Je ne vais ici que citer certains exemples de ces illégalités assurantielles structurelles. Le premier exemple a beaucoup à voir avec l’objectif de réduction du prix de la main d’oeuvre :
Sur le terrain français, l’usage veut qu’on ne fasse pas signer de contrat aux intérimaires, ou seulement en fin de « mission » (ce qui permet une régularisation de l’opération ex post), alors que selon le Code du travail, il doit être signé dans les 48h suivant le début de la mission. L’objectif comme le résultat de cette pratique sont de pouvoir renvoyer les intérimaires à tout moment. Sans cette illégalité fondamentale assurée par un tiers, le recours à l’intérim (qui implique de rémunérer l’intermédiaire) aurait moins d’intérêt que le contrat à durée déterminée (qui présente les mêmes modalités d’établissement et de rupture). Routinière et rarement contestée, une telle pratique suggère que l’illégalisme n’est pas l’anomie.
(…)
Aux Etats-Unis : une entreprise a bien aujourd’hui le droit de supprimer les « benefits » de l’ensemble de ses salariés (en d’autres termes, de s’auto-exonérer de charges sociales qui seraient, en France, obligatoires). Mais si elle ne le fait pas pour l’ensemble de sa main-d’œuvre, elle risque d’être poursuivie en justice pour discrimination6. Si elle souhaite le faire, il lui est donc recommandé de segmenter sa main- d’œuvre en trouvant des statuts d’emploi alternatifs pour le reste de ses salariés. (…) l’externalisation de la main-d’œuvre par l’emploi durable de « permatemps » constitue donc un moyen privilégié d’exclure ces derniers des bénéfices sociaux stipulés dans la convention collective ou l’accord syndical.
Le deuxième exemple est centré sur le statut illégal de certaines agences d’intérim, qui peuvent ainsi supporter les coûts de leurs entorses au droit du travail :
Dans l’intérim en France, certaines agences se montent le temps de quelques mois, ne déclarant aucun de leurs salariés à l’URSSAF, fermant avant d’avoir été contrôlées. (…) Dans le travail journalier à Chicago, beaucoup d’agences situées à l’écart de la ville, loin de la capacité de contrôle d’un Département du Travail de l’Illinois en sous-effectif chronique (77 personnes en 2006, dont 7 inspecteurs), ne sont pas déclarées, ou déclarées auprès de certaines institutions (comme le Department of Motor Vehicles) et pas d’autres (comme le Département du Travail) alors même qu’elles peuvent par ailleurs faire de la publicité dans l’annuaire ou sur internet.
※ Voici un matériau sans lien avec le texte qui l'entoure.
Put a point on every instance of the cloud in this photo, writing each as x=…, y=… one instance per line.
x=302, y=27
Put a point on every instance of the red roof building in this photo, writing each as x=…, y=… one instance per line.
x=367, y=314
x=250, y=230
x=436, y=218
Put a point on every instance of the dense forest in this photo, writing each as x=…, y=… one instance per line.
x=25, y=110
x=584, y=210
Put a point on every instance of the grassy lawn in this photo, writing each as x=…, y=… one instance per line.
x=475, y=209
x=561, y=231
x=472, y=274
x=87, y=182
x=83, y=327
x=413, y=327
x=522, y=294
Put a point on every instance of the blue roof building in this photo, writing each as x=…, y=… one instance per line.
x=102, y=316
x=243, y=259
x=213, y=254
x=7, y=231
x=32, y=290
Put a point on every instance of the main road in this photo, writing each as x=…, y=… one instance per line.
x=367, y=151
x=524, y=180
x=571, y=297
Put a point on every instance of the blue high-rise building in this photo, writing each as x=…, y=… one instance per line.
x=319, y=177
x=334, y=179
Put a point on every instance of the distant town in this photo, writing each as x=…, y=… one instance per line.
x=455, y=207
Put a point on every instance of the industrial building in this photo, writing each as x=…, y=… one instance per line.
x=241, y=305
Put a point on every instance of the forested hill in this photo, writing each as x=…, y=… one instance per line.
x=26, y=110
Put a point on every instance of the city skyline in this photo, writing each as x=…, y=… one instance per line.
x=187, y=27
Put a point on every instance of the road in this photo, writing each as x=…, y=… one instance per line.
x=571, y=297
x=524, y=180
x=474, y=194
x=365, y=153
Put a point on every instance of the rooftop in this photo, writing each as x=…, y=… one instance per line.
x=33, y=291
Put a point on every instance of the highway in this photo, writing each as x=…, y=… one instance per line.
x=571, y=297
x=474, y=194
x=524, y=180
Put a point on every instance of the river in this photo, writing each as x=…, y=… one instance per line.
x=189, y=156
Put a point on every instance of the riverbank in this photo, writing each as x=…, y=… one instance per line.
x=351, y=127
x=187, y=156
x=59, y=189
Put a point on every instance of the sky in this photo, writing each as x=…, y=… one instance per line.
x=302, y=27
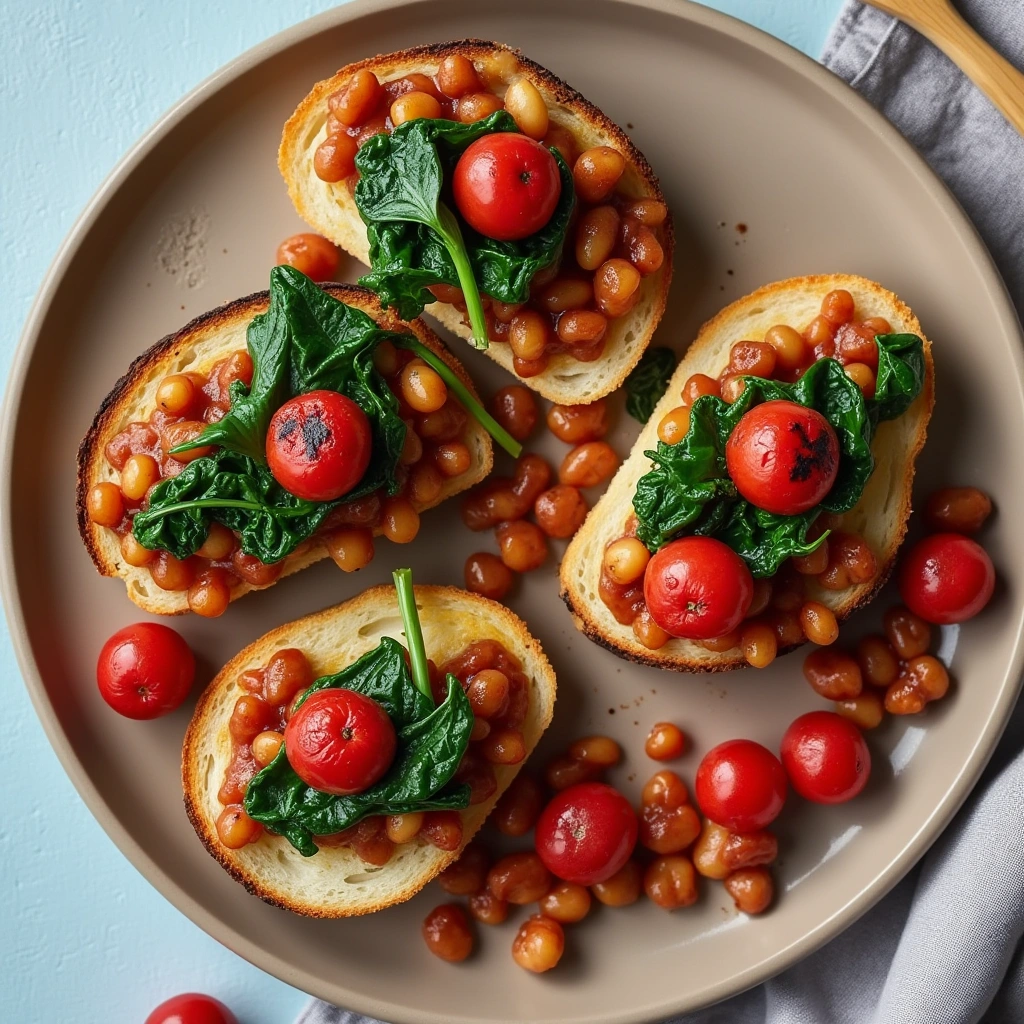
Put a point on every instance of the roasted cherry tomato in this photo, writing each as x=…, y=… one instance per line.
x=318, y=445
x=339, y=741
x=506, y=185
x=145, y=671
x=697, y=588
x=825, y=757
x=740, y=785
x=587, y=833
x=192, y=1009
x=946, y=578
x=782, y=457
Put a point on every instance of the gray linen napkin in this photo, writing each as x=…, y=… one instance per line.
x=943, y=947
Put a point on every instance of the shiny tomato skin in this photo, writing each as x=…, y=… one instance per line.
x=340, y=741
x=587, y=833
x=946, y=578
x=825, y=758
x=318, y=445
x=192, y=1008
x=506, y=185
x=144, y=671
x=697, y=588
x=740, y=785
x=782, y=457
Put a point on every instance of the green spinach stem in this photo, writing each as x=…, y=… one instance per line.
x=414, y=632
x=500, y=434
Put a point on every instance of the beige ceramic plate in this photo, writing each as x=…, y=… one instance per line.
x=741, y=130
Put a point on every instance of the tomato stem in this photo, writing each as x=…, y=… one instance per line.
x=414, y=632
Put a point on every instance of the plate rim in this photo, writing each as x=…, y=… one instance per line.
x=931, y=827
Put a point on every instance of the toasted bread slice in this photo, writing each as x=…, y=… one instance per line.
x=331, y=210
x=335, y=882
x=197, y=347
x=880, y=516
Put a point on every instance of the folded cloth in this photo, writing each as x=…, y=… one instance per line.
x=943, y=947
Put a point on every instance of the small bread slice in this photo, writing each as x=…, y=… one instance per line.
x=335, y=882
x=331, y=210
x=197, y=347
x=880, y=516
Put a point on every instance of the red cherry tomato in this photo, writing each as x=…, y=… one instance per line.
x=825, y=757
x=587, y=833
x=339, y=741
x=740, y=785
x=144, y=671
x=946, y=578
x=506, y=185
x=697, y=588
x=318, y=445
x=782, y=457
x=192, y=1009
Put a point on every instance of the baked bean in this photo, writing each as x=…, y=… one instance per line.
x=560, y=511
x=442, y=828
x=457, y=76
x=596, y=172
x=519, y=806
x=210, y=593
x=833, y=674
x=399, y=521
x=477, y=105
x=665, y=741
x=588, y=465
x=515, y=409
x=402, y=827
x=791, y=350
x=671, y=882
x=104, y=504
x=422, y=387
x=523, y=546
x=446, y=933
x=865, y=711
x=963, y=510
x=566, y=903
x=838, y=306
x=755, y=358
x=334, y=159
x=674, y=425
x=519, y=878
x=601, y=752
x=616, y=287
x=908, y=634
x=924, y=679
x=577, y=424
x=818, y=623
x=623, y=888
x=218, y=545
x=468, y=875
x=539, y=944
x=488, y=576
x=759, y=644
x=236, y=828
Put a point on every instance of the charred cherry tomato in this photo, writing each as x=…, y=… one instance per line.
x=825, y=757
x=318, y=445
x=946, y=578
x=145, y=671
x=192, y=1009
x=740, y=785
x=697, y=588
x=339, y=741
x=587, y=833
x=506, y=185
x=782, y=457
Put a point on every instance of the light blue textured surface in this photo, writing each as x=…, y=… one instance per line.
x=86, y=939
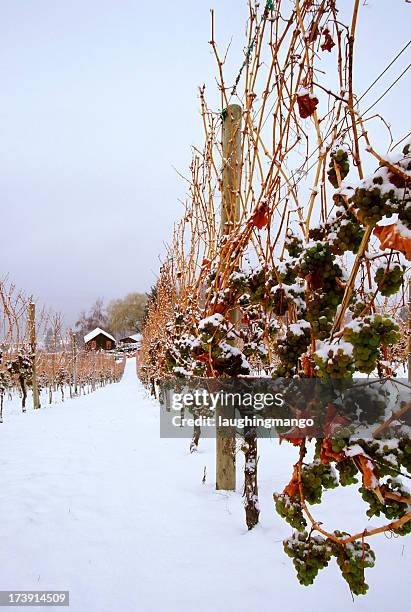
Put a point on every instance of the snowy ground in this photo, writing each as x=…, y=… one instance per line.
x=93, y=501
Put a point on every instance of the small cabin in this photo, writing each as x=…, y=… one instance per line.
x=98, y=340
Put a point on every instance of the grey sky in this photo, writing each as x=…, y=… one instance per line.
x=98, y=102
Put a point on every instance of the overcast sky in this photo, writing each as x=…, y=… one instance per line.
x=98, y=102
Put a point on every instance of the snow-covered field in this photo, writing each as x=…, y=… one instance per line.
x=94, y=502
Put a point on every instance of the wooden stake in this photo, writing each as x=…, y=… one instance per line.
x=230, y=214
x=409, y=330
x=32, y=330
x=74, y=348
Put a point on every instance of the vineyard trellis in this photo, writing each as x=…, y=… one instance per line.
x=308, y=277
x=27, y=365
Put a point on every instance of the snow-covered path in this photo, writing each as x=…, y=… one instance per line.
x=93, y=501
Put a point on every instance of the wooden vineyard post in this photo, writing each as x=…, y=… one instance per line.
x=32, y=330
x=409, y=330
x=74, y=349
x=230, y=213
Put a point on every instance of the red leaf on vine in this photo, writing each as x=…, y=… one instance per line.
x=391, y=238
x=369, y=477
x=328, y=43
x=292, y=488
x=333, y=421
x=307, y=105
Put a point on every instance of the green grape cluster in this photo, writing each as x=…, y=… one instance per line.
x=289, y=508
x=336, y=364
x=343, y=234
x=279, y=302
x=373, y=204
x=288, y=274
x=258, y=286
x=316, y=477
x=339, y=158
x=347, y=472
x=318, y=262
x=294, y=245
x=389, y=281
x=309, y=553
x=391, y=508
x=321, y=309
x=290, y=348
x=348, y=237
x=404, y=452
x=404, y=213
x=229, y=360
x=352, y=559
x=367, y=337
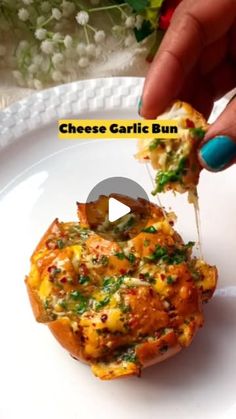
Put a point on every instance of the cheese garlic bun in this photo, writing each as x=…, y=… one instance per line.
x=119, y=306
x=176, y=160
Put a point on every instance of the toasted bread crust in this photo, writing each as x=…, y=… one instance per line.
x=84, y=336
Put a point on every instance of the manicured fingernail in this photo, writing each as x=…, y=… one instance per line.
x=139, y=105
x=218, y=152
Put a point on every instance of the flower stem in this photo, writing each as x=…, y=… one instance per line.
x=115, y=6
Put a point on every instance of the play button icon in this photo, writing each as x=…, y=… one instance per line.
x=117, y=209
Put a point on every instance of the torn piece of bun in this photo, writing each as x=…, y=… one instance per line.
x=119, y=306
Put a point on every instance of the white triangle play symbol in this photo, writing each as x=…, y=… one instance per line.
x=116, y=210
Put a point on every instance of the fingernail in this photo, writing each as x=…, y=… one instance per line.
x=139, y=105
x=218, y=152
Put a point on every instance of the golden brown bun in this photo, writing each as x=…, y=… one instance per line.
x=169, y=314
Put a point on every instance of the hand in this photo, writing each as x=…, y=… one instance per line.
x=196, y=62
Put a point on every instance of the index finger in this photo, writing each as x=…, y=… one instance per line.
x=194, y=25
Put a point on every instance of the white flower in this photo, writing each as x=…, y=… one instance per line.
x=38, y=59
x=57, y=76
x=68, y=41
x=33, y=68
x=99, y=37
x=23, y=14
x=3, y=50
x=67, y=8
x=37, y=84
x=40, y=20
x=83, y=62
x=82, y=18
x=81, y=48
x=17, y=75
x=139, y=21
x=129, y=40
x=57, y=37
x=47, y=47
x=56, y=14
x=45, y=6
x=91, y=50
x=118, y=30
x=57, y=58
x=40, y=34
x=130, y=22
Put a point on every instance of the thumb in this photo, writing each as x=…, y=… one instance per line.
x=218, y=150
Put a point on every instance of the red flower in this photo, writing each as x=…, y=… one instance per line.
x=167, y=12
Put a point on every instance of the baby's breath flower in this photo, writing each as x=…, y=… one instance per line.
x=23, y=45
x=47, y=47
x=56, y=14
x=17, y=75
x=27, y=2
x=37, y=60
x=129, y=40
x=91, y=50
x=23, y=14
x=37, y=84
x=99, y=37
x=82, y=18
x=81, y=48
x=33, y=68
x=83, y=62
x=45, y=6
x=57, y=37
x=57, y=76
x=57, y=58
x=130, y=22
x=2, y=50
x=139, y=22
x=40, y=20
x=67, y=8
x=68, y=41
x=40, y=34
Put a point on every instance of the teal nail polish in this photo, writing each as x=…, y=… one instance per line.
x=218, y=152
x=139, y=105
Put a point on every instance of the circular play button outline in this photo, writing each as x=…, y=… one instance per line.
x=119, y=192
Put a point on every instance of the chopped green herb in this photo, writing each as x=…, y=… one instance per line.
x=102, y=303
x=198, y=133
x=164, y=177
x=104, y=260
x=150, y=229
x=63, y=304
x=83, y=279
x=163, y=349
x=154, y=144
x=112, y=284
x=146, y=243
x=81, y=307
x=170, y=280
x=76, y=295
x=131, y=258
x=120, y=256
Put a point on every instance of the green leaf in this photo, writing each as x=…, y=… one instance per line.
x=145, y=30
x=150, y=229
x=138, y=5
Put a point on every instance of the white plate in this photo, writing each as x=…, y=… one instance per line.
x=42, y=177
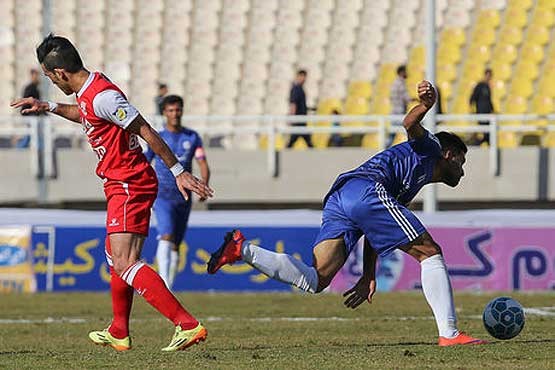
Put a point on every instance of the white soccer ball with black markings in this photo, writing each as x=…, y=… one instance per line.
x=503, y=318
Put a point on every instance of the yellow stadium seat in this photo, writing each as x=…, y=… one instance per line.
x=327, y=106
x=507, y=140
x=546, y=4
x=447, y=72
x=506, y=53
x=502, y=71
x=532, y=52
x=543, y=105
x=520, y=4
x=484, y=37
x=516, y=17
x=510, y=35
x=527, y=69
x=356, y=105
x=456, y=36
x=538, y=35
x=489, y=17
x=479, y=52
x=516, y=105
x=543, y=17
x=521, y=87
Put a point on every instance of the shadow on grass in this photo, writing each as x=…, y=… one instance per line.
x=15, y=352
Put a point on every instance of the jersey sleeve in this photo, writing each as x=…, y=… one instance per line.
x=200, y=154
x=111, y=105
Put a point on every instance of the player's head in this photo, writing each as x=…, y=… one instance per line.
x=301, y=76
x=402, y=71
x=35, y=76
x=454, y=151
x=172, y=109
x=488, y=74
x=60, y=61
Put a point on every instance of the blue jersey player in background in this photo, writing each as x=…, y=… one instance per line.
x=371, y=201
x=170, y=208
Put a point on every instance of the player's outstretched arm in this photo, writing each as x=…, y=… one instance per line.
x=427, y=97
x=68, y=111
x=185, y=181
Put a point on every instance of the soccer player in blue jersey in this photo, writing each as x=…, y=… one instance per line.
x=171, y=209
x=371, y=201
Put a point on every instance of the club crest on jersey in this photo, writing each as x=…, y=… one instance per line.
x=120, y=114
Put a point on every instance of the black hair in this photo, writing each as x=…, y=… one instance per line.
x=172, y=99
x=452, y=142
x=58, y=52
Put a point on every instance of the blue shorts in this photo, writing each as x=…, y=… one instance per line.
x=172, y=217
x=363, y=207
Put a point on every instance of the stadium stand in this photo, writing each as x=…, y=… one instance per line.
x=239, y=57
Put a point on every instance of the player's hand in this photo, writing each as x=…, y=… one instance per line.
x=362, y=291
x=186, y=181
x=33, y=105
x=427, y=93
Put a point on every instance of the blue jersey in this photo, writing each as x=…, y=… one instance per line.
x=402, y=169
x=186, y=145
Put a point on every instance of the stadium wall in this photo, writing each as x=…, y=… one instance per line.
x=302, y=176
x=485, y=250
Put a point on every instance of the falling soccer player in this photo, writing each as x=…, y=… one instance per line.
x=371, y=200
x=113, y=126
x=171, y=208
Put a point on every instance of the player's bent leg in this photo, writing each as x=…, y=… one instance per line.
x=127, y=247
x=163, y=256
x=329, y=256
x=437, y=290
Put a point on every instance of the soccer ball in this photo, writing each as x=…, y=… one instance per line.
x=503, y=318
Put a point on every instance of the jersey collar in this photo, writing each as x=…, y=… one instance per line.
x=86, y=84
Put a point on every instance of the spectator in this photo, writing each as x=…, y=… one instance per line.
x=481, y=97
x=31, y=90
x=335, y=139
x=162, y=92
x=399, y=98
x=297, y=106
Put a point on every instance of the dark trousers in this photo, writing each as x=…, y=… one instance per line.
x=293, y=138
x=486, y=134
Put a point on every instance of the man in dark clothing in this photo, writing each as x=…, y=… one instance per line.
x=162, y=92
x=481, y=96
x=297, y=106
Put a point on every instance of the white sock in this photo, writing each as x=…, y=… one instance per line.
x=281, y=267
x=174, y=261
x=163, y=258
x=437, y=290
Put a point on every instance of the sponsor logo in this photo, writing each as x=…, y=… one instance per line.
x=120, y=114
x=11, y=255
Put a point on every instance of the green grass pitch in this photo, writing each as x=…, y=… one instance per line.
x=270, y=331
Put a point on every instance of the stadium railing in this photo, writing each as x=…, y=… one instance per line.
x=44, y=130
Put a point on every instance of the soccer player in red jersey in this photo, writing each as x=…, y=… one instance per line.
x=113, y=126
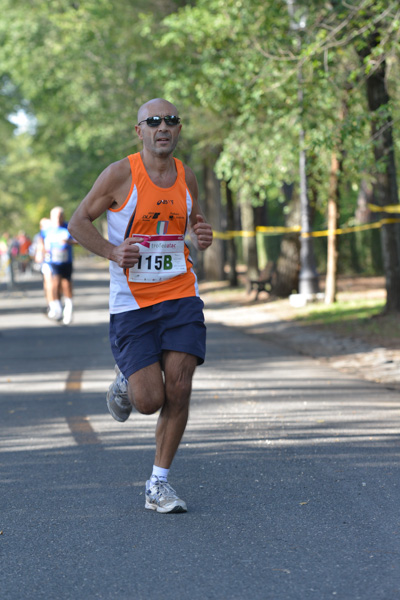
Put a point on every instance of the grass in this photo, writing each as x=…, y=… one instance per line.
x=361, y=318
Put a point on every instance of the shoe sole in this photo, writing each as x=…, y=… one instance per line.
x=176, y=509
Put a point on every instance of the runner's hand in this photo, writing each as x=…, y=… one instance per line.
x=203, y=232
x=126, y=255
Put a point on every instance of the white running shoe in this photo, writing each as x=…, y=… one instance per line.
x=118, y=402
x=55, y=315
x=160, y=496
x=67, y=314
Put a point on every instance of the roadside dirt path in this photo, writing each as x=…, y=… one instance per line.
x=376, y=359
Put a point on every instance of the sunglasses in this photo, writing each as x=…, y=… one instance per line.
x=170, y=120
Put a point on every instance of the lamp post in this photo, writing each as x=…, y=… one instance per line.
x=308, y=276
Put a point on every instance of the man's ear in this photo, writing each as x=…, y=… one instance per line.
x=138, y=130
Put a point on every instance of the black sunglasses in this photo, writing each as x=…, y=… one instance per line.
x=170, y=120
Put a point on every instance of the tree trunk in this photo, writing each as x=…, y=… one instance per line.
x=286, y=280
x=249, y=242
x=231, y=243
x=385, y=187
x=330, y=284
x=213, y=258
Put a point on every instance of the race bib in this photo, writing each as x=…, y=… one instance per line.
x=161, y=257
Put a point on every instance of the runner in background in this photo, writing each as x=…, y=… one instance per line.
x=59, y=258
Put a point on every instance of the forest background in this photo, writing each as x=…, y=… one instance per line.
x=290, y=115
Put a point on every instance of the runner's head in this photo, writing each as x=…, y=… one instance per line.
x=158, y=127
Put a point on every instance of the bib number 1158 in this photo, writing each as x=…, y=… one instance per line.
x=155, y=261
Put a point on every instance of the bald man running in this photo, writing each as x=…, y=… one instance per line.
x=157, y=330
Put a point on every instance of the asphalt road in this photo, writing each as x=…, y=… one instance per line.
x=290, y=471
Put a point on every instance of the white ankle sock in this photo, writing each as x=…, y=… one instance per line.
x=161, y=473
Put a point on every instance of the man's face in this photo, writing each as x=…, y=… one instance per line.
x=161, y=140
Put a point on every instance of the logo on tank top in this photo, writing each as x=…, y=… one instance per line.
x=162, y=227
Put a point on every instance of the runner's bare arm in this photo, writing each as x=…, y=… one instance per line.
x=200, y=231
x=107, y=191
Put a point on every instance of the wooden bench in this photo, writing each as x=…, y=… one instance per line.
x=264, y=281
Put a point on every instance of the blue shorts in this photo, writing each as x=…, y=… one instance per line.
x=63, y=270
x=139, y=337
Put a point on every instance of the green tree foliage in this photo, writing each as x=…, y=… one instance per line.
x=232, y=66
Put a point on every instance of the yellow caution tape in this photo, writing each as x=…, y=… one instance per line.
x=228, y=235
x=390, y=208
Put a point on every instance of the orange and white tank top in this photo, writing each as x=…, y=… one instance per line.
x=160, y=216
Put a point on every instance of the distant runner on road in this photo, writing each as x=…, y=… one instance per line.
x=157, y=330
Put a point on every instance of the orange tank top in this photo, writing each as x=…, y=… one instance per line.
x=160, y=216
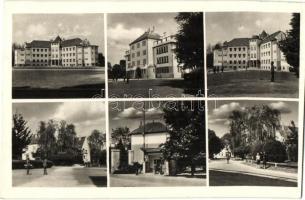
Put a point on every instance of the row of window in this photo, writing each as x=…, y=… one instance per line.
x=139, y=54
x=239, y=48
x=239, y=55
x=40, y=50
x=163, y=59
x=162, y=70
x=162, y=49
x=138, y=44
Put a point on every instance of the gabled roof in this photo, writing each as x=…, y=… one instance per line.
x=57, y=39
x=38, y=44
x=147, y=35
x=237, y=42
x=71, y=42
x=271, y=37
x=152, y=127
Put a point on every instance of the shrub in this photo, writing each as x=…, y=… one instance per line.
x=242, y=151
x=275, y=150
x=19, y=164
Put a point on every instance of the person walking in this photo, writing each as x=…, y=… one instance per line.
x=264, y=160
x=228, y=155
x=272, y=71
x=258, y=159
x=45, y=166
x=27, y=165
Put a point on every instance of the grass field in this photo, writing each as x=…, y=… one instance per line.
x=153, y=88
x=253, y=84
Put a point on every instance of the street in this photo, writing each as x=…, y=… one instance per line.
x=152, y=180
x=75, y=176
x=238, y=174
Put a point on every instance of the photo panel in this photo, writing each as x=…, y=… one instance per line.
x=253, y=143
x=62, y=145
x=153, y=55
x=252, y=54
x=157, y=143
x=58, y=56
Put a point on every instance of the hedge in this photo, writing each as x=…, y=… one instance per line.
x=20, y=164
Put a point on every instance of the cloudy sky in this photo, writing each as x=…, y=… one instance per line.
x=28, y=27
x=222, y=27
x=219, y=112
x=86, y=116
x=130, y=114
x=124, y=28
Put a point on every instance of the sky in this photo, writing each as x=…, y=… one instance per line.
x=124, y=28
x=86, y=116
x=28, y=27
x=222, y=27
x=130, y=114
x=219, y=111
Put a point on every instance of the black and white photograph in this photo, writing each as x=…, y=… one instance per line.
x=253, y=143
x=58, y=56
x=253, y=54
x=59, y=144
x=153, y=55
x=157, y=143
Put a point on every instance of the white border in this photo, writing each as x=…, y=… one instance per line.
x=135, y=6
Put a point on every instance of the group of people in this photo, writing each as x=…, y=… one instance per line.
x=217, y=69
x=261, y=157
x=28, y=166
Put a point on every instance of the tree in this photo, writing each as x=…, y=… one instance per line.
x=46, y=138
x=138, y=73
x=121, y=135
x=291, y=142
x=291, y=45
x=21, y=136
x=96, y=141
x=215, y=144
x=189, y=48
x=186, y=141
x=66, y=137
x=101, y=59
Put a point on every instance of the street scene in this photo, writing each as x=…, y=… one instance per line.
x=254, y=56
x=155, y=55
x=59, y=148
x=156, y=144
x=58, y=56
x=253, y=143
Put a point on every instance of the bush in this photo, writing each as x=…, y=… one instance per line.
x=242, y=151
x=66, y=159
x=19, y=164
x=276, y=151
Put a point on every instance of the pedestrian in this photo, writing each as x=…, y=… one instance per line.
x=258, y=159
x=272, y=71
x=228, y=155
x=264, y=160
x=45, y=166
x=27, y=165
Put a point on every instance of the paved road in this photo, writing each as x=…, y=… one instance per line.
x=237, y=173
x=76, y=176
x=151, y=180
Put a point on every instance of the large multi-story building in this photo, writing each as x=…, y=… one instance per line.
x=252, y=53
x=153, y=55
x=55, y=53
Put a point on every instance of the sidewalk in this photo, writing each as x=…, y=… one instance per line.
x=239, y=167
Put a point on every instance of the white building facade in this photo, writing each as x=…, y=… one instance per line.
x=57, y=53
x=257, y=52
x=153, y=56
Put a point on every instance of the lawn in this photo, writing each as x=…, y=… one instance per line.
x=153, y=88
x=218, y=178
x=252, y=84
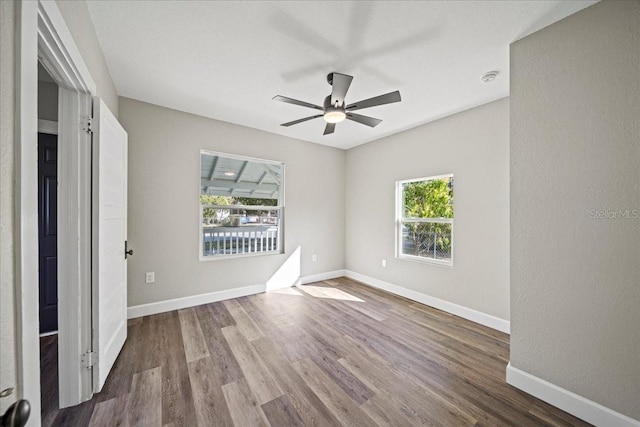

Certaines opèrent dans des arrière-cours, des garages de maisons individuelles, d’autres, sans locaux, à des coins de rue à certaines heures matinales.
Le dernier exemple insiste sur certaines modifications du régime d’assurance :
A terme, si la fonction assurantielle des intermédiaires de main-d’œuvre est trop sollicitée (par des mises en causes judiciaires notamment), il importe de trouver des solutions alternatives. En France, dans le métier du ferraillage de chantier, un changement s’opère actuellement, qui vise à substituer progressivement un type d’intermédiaire à un autre. Jusqu’au milieu des années 2000, les entreprises de pose d’armatures (qui, elles-mêmes, doivent leur naissance à un mouvement d’externalisation dans les années 1980) ont eu recours principalement à des intérimaires, qui constituaient au moins les deux tiers de leur main-d’œuvre, le reste étant surtout composé de cadres de chantier embauchés. Ces intérimaires, étrangers, souvent maghrébins, étaient aussi fréquemment sans-papiers. Mais sur un nombre croissant de chantiers, les entreprises utilisent désormais un autre mode de mise au travail : la prestation transnationale de services, par le biais d’entreprises polonaises détachant leurs salariés. L’argumentaire des responsables du ferraillage fait expressément référence au problème que posait la présence de sans-papiers dans le contexte d’une augmentation des contrôles menés par les pouvoirs publics. (….) le contrôle des illégalités est rendu beaucoup plus difficile, car il nécessite souvent de collecter des données dans le pays d’origine de l’entreprise.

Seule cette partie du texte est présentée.